Lots of chatter about Stephen Colbert's White House Correspondents' Dinner address. Some thought it was boring and unfunny, some thought it not terribly funny but gutsy, some though it "crossed the line," and some thought it was both funny and an incredible display of courage. Personally, I applaud him. I wish more people had the guts to stand up and say what's really going on. Totally unsurprising that he bombed: neither politicians nor their attendant journalists have a sense of humor beyond the facile. They're too full of self-importance to either get or appreciate mocking and irony.

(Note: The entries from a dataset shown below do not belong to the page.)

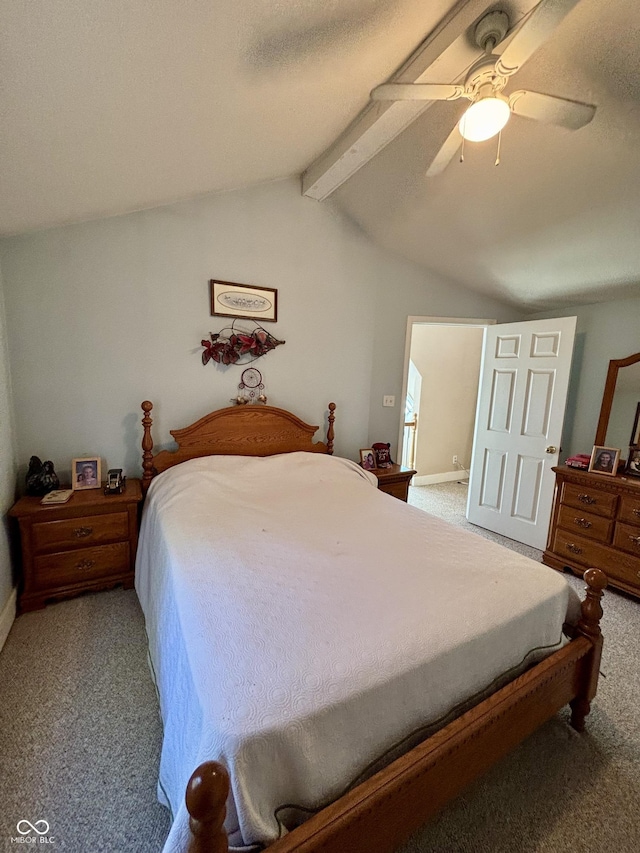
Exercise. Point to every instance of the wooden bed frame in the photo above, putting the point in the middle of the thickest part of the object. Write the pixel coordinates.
(382, 812)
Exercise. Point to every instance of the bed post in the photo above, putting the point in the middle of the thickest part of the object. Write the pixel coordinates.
(330, 432)
(147, 447)
(206, 800)
(589, 627)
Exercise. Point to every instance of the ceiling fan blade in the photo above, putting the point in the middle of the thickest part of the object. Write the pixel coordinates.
(547, 15)
(446, 154)
(417, 92)
(551, 110)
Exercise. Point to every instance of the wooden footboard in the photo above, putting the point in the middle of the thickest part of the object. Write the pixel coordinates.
(383, 811)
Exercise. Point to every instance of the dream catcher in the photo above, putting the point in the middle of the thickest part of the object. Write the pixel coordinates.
(250, 388)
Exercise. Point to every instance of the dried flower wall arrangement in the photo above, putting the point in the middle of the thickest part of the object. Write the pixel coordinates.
(238, 346)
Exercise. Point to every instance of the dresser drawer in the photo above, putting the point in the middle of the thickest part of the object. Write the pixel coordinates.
(627, 537)
(79, 532)
(630, 509)
(585, 523)
(588, 498)
(586, 552)
(80, 565)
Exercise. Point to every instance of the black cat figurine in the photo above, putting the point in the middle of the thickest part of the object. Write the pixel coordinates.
(41, 478)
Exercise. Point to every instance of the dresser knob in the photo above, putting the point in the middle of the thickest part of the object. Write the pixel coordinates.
(82, 532)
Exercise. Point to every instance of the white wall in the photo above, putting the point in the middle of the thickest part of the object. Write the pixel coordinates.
(448, 358)
(7, 481)
(603, 331)
(105, 314)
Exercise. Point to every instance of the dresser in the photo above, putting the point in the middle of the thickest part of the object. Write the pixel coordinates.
(88, 543)
(394, 480)
(596, 524)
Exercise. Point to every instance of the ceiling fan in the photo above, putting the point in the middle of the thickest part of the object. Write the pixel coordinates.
(490, 109)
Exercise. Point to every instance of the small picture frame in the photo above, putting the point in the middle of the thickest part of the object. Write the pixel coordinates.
(604, 460)
(382, 453)
(229, 299)
(635, 434)
(368, 459)
(86, 473)
(632, 468)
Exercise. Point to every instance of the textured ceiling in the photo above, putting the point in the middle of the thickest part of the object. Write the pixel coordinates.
(111, 107)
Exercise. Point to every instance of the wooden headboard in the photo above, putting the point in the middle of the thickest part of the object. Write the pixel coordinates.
(234, 431)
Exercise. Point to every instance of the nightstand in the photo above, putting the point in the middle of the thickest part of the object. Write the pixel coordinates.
(88, 543)
(394, 480)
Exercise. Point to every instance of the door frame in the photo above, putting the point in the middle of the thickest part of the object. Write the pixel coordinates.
(428, 321)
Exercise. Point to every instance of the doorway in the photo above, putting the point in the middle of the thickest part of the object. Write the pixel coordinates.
(442, 360)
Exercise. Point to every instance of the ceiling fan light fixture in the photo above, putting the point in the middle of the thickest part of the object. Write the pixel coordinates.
(484, 118)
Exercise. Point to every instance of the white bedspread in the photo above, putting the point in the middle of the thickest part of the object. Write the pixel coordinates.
(301, 622)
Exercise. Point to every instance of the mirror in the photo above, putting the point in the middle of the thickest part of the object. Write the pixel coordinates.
(619, 403)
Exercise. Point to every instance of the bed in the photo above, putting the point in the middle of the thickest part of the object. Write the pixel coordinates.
(323, 683)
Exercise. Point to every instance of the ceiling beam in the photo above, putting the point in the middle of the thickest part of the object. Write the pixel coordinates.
(442, 58)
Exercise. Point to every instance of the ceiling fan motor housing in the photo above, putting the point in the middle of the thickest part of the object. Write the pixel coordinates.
(490, 30)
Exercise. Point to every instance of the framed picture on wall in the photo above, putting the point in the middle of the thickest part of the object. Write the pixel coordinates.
(604, 460)
(229, 299)
(86, 472)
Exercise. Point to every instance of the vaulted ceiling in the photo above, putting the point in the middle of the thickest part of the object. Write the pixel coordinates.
(112, 107)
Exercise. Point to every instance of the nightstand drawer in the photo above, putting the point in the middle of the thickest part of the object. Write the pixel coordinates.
(630, 509)
(397, 490)
(594, 526)
(589, 499)
(79, 532)
(80, 565)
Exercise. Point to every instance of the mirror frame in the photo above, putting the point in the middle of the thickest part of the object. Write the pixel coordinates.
(609, 391)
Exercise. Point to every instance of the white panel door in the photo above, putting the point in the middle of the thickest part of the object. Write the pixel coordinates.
(521, 401)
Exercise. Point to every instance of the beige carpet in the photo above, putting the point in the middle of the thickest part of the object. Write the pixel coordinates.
(80, 739)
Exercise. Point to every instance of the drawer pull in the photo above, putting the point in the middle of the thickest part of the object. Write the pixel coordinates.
(82, 532)
(586, 499)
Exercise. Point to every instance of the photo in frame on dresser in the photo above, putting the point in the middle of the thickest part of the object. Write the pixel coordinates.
(604, 460)
(632, 468)
(368, 459)
(634, 441)
(382, 454)
(85, 473)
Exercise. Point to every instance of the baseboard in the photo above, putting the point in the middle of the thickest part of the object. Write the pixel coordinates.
(432, 479)
(7, 616)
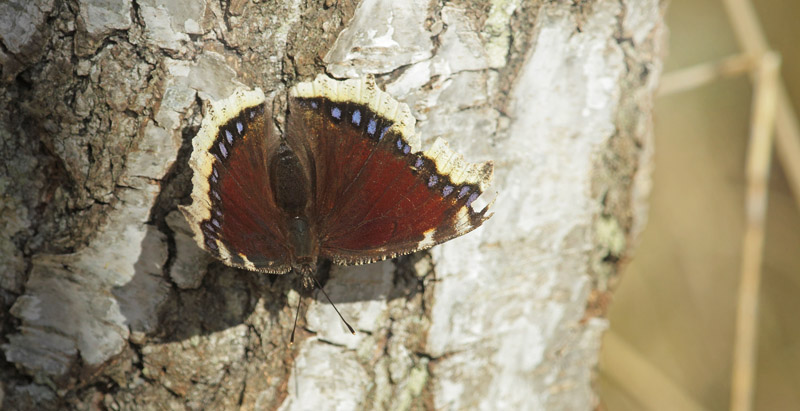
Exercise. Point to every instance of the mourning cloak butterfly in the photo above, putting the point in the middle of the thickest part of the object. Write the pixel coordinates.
(345, 182)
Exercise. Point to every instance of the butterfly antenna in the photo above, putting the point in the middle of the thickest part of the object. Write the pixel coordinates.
(294, 327)
(352, 331)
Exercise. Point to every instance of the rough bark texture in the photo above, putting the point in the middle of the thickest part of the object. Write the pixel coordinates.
(107, 302)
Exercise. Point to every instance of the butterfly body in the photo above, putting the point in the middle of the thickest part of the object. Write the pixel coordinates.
(345, 181)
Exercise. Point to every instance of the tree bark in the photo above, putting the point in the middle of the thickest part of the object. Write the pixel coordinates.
(107, 301)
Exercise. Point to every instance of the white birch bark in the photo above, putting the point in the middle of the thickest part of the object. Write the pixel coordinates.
(106, 299)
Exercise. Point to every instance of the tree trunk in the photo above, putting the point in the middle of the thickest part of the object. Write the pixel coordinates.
(107, 301)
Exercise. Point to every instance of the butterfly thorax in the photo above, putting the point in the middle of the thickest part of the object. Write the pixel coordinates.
(292, 191)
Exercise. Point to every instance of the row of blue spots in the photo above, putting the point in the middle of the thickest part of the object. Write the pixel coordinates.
(355, 118)
(372, 128)
(401, 145)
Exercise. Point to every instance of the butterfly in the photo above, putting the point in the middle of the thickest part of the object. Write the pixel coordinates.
(345, 181)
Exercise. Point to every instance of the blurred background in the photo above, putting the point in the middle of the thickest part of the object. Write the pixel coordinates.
(673, 316)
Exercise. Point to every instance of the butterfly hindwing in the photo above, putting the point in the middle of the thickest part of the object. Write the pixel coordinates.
(376, 195)
(233, 213)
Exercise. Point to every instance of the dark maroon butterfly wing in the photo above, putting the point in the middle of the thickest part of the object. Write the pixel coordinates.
(376, 196)
(233, 212)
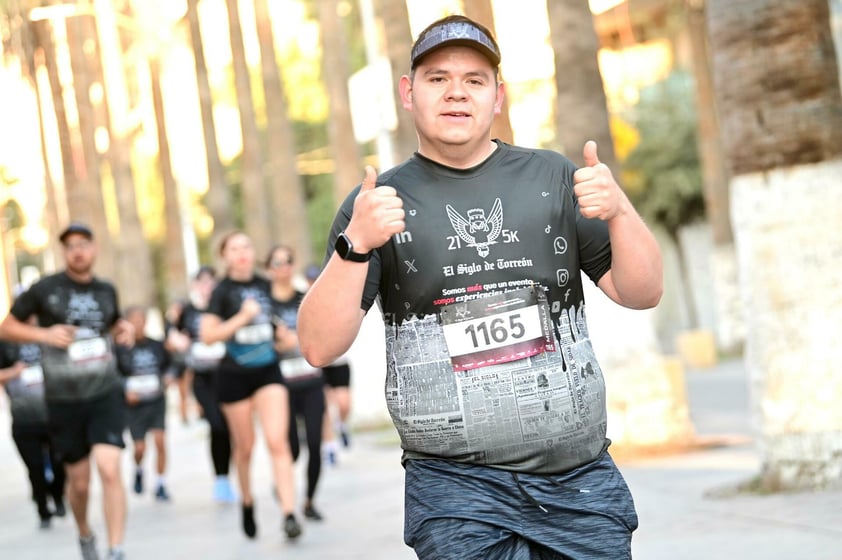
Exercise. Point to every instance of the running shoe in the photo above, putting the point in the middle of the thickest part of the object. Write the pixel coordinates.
(312, 513)
(223, 492)
(291, 527)
(249, 525)
(161, 494)
(88, 546)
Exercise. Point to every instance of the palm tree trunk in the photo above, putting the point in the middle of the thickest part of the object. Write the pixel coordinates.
(85, 199)
(398, 38)
(175, 265)
(777, 89)
(729, 325)
(658, 413)
(481, 11)
(286, 190)
(581, 113)
(348, 169)
(133, 273)
(255, 201)
(219, 197)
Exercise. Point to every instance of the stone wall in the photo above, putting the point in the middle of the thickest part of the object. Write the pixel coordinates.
(788, 232)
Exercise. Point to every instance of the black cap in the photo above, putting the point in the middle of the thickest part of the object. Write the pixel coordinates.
(312, 272)
(453, 32)
(205, 269)
(78, 228)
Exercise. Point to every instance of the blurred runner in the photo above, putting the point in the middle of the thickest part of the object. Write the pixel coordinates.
(23, 379)
(78, 323)
(240, 314)
(304, 382)
(202, 362)
(147, 369)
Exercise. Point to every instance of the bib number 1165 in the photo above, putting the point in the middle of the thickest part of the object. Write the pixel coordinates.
(484, 333)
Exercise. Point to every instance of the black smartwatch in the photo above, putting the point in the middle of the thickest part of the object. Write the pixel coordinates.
(345, 249)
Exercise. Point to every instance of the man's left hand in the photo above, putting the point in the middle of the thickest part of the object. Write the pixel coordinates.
(598, 193)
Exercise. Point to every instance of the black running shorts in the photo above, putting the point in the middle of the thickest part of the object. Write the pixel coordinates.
(76, 426)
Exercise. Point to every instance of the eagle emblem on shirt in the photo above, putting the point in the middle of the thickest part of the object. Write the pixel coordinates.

Unfortunately, as great as Colbert's speech was, I don't think it'll change anything. The press will keep on kowtowing and navel-gazing and self-congratulating, the President and his groupies will keep on thinking he was sent by God, and the anti-Bush people will still hate Bush. Still, it needed to be said, and I salute Stephen Colbert for saying it.
BTW, does it creep anyone else out that the only Washington insider who seemed to be laughing, even at himself, was Justice Antonin Scalia? I guess when you're that evil, you can acknowledge your own evilness and find it funny. Cheney was probably yucking it up in an undisclosed location.
(Oh, and to tie it all in with the bird theme I've got going, Stephen has his own namesake bald eagle.)
3 comments:
I am glad that he gave that speech.
Scalia is probably on drugs.
El: Like I said, I guess it's easier for evil to laugh at itself. They're evil, what do they care? Just look at all the jolly villains in movies and comic books.
Gayprof: Not to beat a dead horse, but the only drug I'd say Scalia's on is Eviltonin!
I loathe the Scalina, but it is true, he can laugh at himself, marking his one, distant, barely visible, microscopic, but laudable quality.